As told by Joe Arena
My dear friend recently visited for several glorious days. She seemed to especially enjoy this meal. It could have been ordered at any street corner joint in the Middle East. Then I remembered her ancestors… she comes from a culture where the Arabic worlds of North Africa and the eastern Mediterranean meet.
The Arabic word “shawarma” means large blocks of meats—often lamb and sometimes chicken, turkey, beef, even veal. The meat is shaved into thin strips off a grilling spit and then accompanied by various toppings and vegetables.
While enjoying a glass of wine, my friend and I created a delicious and healthful version using just the stovetop and steaks of lean lamb, assorted flavors and spices. Collect and prepare the vegetables, sauces and garnishes first, then cook the lamb. Trust me, you’ll be eating this again and again.
After the recipe I offer a few words about couscous vs. quinoa. I switch between them and you might too, depending on your carb choice. The picture is shown with couscous.
1 ½ cup reduced sodium chicken broth
1 ½ cup couscous (or quinoa if you prefer)
1 medium carrot, shredded
½ cup roughly chopped flat-leaf parsley
¼ cup olive oil, divided
Zest and juice of 2 lemons
1 large onion, thinly sliced
3 garlic cloves, thinly sliced
1 ½ lbs. fresh boneless lamb leg steak
2 tsp. ground cumin
1 tsp. lemon pepper (optional)
½ tsp. cayenne
½ tsp. each kosher salt and pepper
2 bunches broccolini, or other dark green vegetable, lightly steamed (optional)
Yogurt Tahini (recipe to follow)
Here’s how to cut the lamb leg steaks (or similar cuts): First, trim as much fat as possible. Cut each steak into 3 or 4 pieces, about 1 to 1 ½ inch in size. Lay each of these pieces on its narrow edge, and press down gently to thicken the slice. Cut each of these slices into 2 or 3 sections to yield fairly thin pieces.
Bring broth to a boil in a medium saucepan. Add couscous, cover tightly, remove from heat and let sit 5 minutes. Uncover, fluff, and add carrot, parsley, 2 tbsp. oil, and zest and juice of one lemon. You can also use quinoa, following the cooking instructions on the box.
Cook onion in remaining 2 tbsp. oil in a large frying pan over medium-high heat until edges are charred, 8 to 10 minutes. Add garlic, lamb, cumin, cayenne, lemon-pepper if you have it, salt and pepper. Cook, stirring, until lamb is cooked through, brown on outside and pink inside, perhaps 5 minutes.

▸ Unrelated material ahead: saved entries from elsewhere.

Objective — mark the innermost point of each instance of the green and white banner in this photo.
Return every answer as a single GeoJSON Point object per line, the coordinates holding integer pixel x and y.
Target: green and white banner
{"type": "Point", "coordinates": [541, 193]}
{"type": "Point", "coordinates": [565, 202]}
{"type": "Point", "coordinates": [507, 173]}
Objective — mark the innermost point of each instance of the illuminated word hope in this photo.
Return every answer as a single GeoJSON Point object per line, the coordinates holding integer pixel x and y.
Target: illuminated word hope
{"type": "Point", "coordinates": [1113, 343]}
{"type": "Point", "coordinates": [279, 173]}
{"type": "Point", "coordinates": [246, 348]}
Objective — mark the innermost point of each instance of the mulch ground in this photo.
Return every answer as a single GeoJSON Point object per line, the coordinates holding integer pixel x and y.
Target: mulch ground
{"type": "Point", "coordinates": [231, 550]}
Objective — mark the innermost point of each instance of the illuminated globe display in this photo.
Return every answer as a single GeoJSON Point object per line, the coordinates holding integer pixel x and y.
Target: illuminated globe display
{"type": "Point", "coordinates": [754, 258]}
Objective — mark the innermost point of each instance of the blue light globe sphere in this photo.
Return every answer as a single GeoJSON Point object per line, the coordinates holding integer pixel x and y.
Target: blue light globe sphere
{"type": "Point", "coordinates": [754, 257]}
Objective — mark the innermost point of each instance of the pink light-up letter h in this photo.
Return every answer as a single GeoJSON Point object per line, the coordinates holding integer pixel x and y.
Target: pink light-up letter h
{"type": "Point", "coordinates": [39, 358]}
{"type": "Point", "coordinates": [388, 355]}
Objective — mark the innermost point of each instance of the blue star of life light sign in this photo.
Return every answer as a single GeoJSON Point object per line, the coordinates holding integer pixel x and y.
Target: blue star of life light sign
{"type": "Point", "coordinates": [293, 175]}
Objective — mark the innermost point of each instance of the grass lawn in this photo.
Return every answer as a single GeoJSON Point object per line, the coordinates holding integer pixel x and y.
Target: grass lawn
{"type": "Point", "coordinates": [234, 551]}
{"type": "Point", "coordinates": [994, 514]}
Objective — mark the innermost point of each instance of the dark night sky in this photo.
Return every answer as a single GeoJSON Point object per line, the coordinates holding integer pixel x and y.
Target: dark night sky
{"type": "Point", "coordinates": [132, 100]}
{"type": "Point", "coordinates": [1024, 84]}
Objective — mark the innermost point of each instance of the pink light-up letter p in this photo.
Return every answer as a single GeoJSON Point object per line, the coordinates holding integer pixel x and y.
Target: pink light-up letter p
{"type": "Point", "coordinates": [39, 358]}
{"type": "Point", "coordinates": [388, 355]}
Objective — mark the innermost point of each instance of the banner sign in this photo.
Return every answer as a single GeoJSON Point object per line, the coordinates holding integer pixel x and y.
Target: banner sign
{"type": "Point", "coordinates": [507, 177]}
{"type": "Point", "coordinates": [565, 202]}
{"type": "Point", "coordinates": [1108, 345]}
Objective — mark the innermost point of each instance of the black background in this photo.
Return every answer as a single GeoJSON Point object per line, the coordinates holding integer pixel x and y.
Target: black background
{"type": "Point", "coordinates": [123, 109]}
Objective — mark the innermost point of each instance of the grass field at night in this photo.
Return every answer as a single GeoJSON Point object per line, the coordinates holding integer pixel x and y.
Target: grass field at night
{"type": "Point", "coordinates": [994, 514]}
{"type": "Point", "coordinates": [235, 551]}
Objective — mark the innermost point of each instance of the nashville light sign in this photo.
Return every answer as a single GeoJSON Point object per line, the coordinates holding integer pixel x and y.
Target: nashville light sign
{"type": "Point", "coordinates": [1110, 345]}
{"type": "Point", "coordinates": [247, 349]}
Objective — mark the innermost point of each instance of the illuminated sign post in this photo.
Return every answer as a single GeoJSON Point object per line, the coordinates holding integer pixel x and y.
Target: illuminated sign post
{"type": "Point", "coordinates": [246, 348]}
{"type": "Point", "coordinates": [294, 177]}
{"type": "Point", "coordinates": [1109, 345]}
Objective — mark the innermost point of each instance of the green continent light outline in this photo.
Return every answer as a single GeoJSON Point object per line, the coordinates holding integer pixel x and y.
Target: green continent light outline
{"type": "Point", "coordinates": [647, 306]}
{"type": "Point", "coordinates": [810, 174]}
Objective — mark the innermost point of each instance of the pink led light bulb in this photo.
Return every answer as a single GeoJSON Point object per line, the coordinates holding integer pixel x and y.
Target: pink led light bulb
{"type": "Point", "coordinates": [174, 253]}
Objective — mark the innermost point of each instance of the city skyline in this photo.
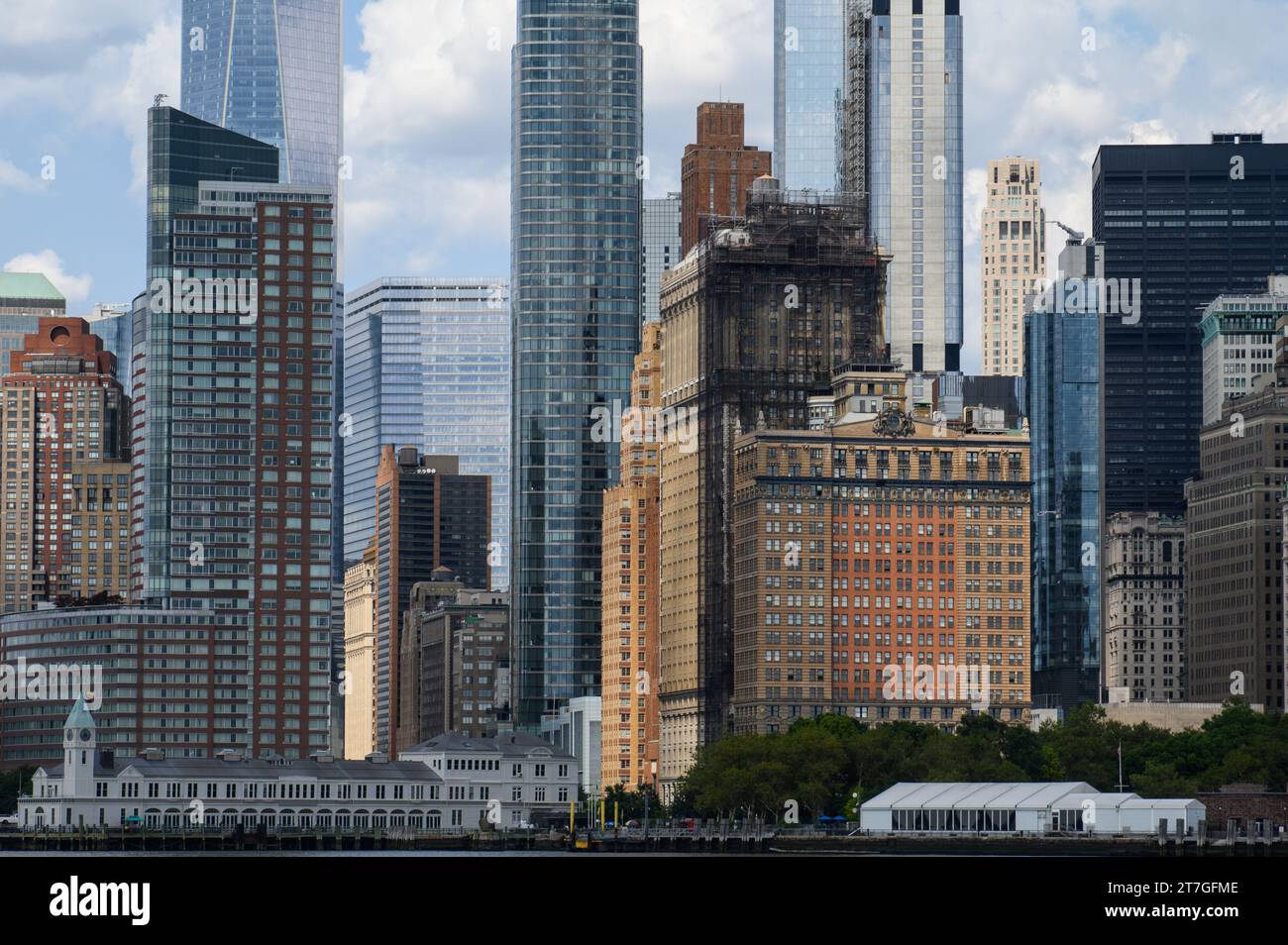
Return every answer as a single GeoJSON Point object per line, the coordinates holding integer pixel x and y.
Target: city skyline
{"type": "Point", "coordinates": [1063, 107]}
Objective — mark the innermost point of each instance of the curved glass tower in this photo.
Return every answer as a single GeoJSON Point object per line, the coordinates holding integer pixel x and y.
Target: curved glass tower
{"type": "Point", "coordinates": [809, 86]}
{"type": "Point", "coordinates": [270, 69]}
{"type": "Point", "coordinates": [576, 313]}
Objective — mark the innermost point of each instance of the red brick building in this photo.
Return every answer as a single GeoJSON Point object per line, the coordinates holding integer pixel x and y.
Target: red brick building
{"type": "Point", "coordinates": [717, 170]}
{"type": "Point", "coordinates": [62, 411]}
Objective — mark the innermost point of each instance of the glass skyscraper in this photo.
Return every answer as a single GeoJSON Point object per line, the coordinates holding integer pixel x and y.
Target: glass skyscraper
{"type": "Point", "coordinates": [661, 250]}
{"type": "Point", "coordinates": [428, 368]}
{"type": "Point", "coordinates": [271, 69]}
{"type": "Point", "coordinates": [1061, 334]}
{"type": "Point", "coordinates": [575, 288]}
{"type": "Point", "coordinates": [809, 89]}
{"type": "Point", "coordinates": [1192, 222]}
{"type": "Point", "coordinates": [914, 178]}
{"type": "Point", "coordinates": [183, 151]}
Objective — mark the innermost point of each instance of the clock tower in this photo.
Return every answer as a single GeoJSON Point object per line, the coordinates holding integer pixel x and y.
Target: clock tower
{"type": "Point", "coordinates": [80, 740]}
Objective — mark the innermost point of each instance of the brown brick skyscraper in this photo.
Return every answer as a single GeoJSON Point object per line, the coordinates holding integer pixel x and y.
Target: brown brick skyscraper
{"type": "Point", "coordinates": [631, 595]}
{"type": "Point", "coordinates": [64, 416]}
{"type": "Point", "coordinates": [717, 170]}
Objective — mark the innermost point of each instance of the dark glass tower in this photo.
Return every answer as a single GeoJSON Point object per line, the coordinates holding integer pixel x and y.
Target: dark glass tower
{"type": "Point", "coordinates": [271, 69]}
{"type": "Point", "coordinates": [1192, 222]}
{"type": "Point", "coordinates": [181, 153]}
{"type": "Point", "coordinates": [576, 305]}
{"type": "Point", "coordinates": [1061, 368]}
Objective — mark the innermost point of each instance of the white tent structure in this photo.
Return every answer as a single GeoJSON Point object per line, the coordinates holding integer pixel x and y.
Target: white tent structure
{"type": "Point", "coordinates": [1022, 807]}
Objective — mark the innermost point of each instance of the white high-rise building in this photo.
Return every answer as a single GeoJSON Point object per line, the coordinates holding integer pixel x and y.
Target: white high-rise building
{"type": "Point", "coordinates": [428, 366]}
{"type": "Point", "coordinates": [913, 125]}
{"type": "Point", "coordinates": [1013, 259]}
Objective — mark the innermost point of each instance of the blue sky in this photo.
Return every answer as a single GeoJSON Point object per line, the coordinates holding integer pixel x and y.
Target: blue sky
{"type": "Point", "coordinates": [426, 115]}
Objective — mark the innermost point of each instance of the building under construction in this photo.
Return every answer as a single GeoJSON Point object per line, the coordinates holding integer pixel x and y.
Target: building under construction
{"type": "Point", "coordinates": [756, 318]}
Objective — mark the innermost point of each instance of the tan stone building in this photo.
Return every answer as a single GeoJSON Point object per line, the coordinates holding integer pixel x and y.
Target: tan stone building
{"type": "Point", "coordinates": [1234, 613]}
{"type": "Point", "coordinates": [360, 657]}
{"type": "Point", "coordinates": [99, 551]}
{"type": "Point", "coordinates": [631, 574]}
{"type": "Point", "coordinates": [883, 572]}
{"type": "Point", "coordinates": [1144, 587]}
{"type": "Point", "coordinates": [756, 319]}
{"type": "Point", "coordinates": [1013, 258]}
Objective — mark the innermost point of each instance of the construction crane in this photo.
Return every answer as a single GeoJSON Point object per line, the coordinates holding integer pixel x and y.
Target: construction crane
{"type": "Point", "coordinates": [1074, 236]}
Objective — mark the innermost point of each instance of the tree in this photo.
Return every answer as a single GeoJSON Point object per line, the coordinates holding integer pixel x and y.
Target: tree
{"type": "Point", "coordinates": [12, 783]}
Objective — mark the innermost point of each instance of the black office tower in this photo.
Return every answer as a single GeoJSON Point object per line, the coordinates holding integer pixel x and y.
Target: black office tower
{"type": "Point", "coordinates": [1190, 222]}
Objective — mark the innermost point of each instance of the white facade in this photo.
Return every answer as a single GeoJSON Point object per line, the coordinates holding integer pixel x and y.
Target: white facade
{"type": "Point", "coordinates": [578, 730]}
{"type": "Point", "coordinates": [449, 783]}
{"type": "Point", "coordinates": [1013, 258]}
{"type": "Point", "coordinates": [1237, 336]}
{"type": "Point", "coordinates": [1024, 808]}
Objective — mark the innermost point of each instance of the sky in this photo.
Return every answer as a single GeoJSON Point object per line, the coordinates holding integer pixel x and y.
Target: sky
{"type": "Point", "coordinates": [428, 116]}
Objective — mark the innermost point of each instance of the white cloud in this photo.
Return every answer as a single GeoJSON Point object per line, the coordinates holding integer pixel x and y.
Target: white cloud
{"type": "Point", "coordinates": [17, 179]}
{"type": "Point", "coordinates": [98, 64]}
{"type": "Point", "coordinates": [75, 288]}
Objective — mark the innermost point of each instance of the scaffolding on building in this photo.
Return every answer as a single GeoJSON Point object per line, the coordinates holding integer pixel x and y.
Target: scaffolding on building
{"type": "Point", "coordinates": [786, 296]}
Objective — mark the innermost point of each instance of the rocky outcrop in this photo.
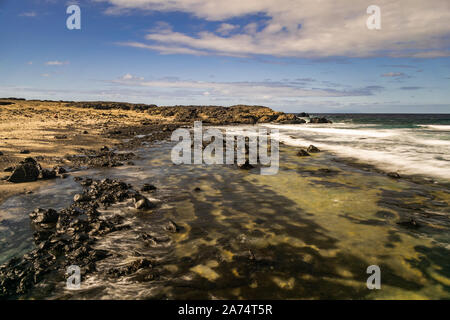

Divide couscous (or quinoa) among four plates and top with lamb. Finish with yogurt-tahini sauce, a green such as broccolini, and more lemon zest and juice if desired.
1 cup plain Greek yogurt
3 tbsp. tahini
2 tbsp. fresh lemon juice
1 tbsp. chopped parsley
1 garlic clove, crushed
Salt to taste
Whisk all ingredients in a bowl until smooth. Add to the side of the shawarma plate. This sauce is also good with many different vegetables and meats.
Couscous vs. Quinoa
Couscous is made from semolina—granules of durum wheat cooked by steaming––quite similar to classic Italian pastas. It’s a staple of North African and Middle East cuisines, and my ancestral homeland, Sicily. It is popular even in France. The amount in this meal is fairly modest, but some eaters follow diets that strictly restrict carbs. If couscous oversteps that bound, cooks can substitute quinoa, a grain crop grown primarily for its edible seeds. First developed as food 3,000 years ago in the Andean region of what is now South America, it is closely related to species such as beetroots, spinach, and tumbleweeds. It is high in protein, and is growing in popularity with nutritionists. The Food and Agricultural Organization of the United Nations declared 2013 to be the International Year of Quinoa.